2. compute-1-5 has a bad exhaust fan
3. compute-4-5 (new monster node) will not post
4. compute-1-6 will not post
I guess I’ll try to figure out 4-5 first, since it’s most important…
November 13th, 2012 at 1:36 pm
compute-4-5’s problem was bad RAM. fixed – had extra from Jeremy and Chris…
November 14th, 2012 at 3:41 pm
compute-1-5’s fan started when I hit it with a screwdriver. Ordering new one, putting it back into production for now. compute-1-6 just needed a RAM reseat and blowing out the channels… definitely seemed like the slow closest to the edge of the board was the culprit (not the RAM stick, the slot itself), but then I blew it out again and put the RAM back and it was fine. Pulling apart compute-1-2 now…

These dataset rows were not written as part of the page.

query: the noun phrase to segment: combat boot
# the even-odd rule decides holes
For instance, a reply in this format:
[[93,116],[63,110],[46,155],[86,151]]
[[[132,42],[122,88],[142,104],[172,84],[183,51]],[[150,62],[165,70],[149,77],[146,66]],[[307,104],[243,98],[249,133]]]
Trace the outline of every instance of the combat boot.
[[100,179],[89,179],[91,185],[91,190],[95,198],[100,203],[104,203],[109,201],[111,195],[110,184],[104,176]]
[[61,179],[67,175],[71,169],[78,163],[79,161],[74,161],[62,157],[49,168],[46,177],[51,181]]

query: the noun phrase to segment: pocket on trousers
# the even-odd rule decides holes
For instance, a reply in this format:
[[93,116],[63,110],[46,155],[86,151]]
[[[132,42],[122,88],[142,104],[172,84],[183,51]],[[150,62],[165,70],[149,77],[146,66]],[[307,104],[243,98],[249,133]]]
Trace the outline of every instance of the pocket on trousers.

November 15th, 2012 at 7:17 am
Replaced compute-1-2’s power supply with one Bruner was giving away. Had to adapt power cable with butt connectors and electrical tape. Cluster is fully operational again.
November 15th, 2012 at 7:19 am
…except that 1-6 never came up… investigating….
November 15th, 2012 at 7:25 am
Hm. Might be a software problem with the Radeon r600 driver… kernel fails to load it. The installer seems to work fine, reinstalling to see what happens this time. Might need some investigation or a post to the rocks-discuss list…
November 15th, 2012 at 8:02 am
I disabled the internal graphics and it boots fine… just can’t see what it’s doing. Not ideal, but it works! Heh.
January 7th, 2013 at 9:41 am
compute-1-6 is misbehaving again, as reported by Tom, probably bad RAM. Will investigate…
January 9th, 2013 at 1:38 pm
Running a long memory test on compute-1-6… for some reason, when I reset the CMOS, it ran the ROCKS installer in text mode, which might eliminate the need to turn off the onboard video card, which would be nice… not sure what setting changed that…
January 10th, 2013 at 8:35 am
Huh. It passed 8 consecutive passes of the full memtest86+ memory suite. I usually consider 1 good enough. Putting back into production… also modifying extend-compute.xml and rebuilding the distro first to see if I can get it to come back up with tractor-blade running…. I’ve been having an issue where once the blades come up, you have to either reboot them or just run /etc/init.d/tractor-blade start … not sure why yet, as I have chkconfig –add tractor-blade, touch /var/log/tractor-blade, and chown pixar /var/log/tractor-blade and then /etc/init.d/tractor-blade start as the last things in extend-compute…. who knows…. I’ll figure it out.
January 10th, 2013 at 10:15 am
Huh. Set the graphics card to use 32MB and unganged mode and now it seems to work even in graphics mode with VGA. OK….
January 10th, 2013 at 10:42 am
…But now it’s not pinging….
January 10th, 2013 at 10:47 am
Hooked it up with DVI, we’ll see…. running the graphical installer this time though…. huh.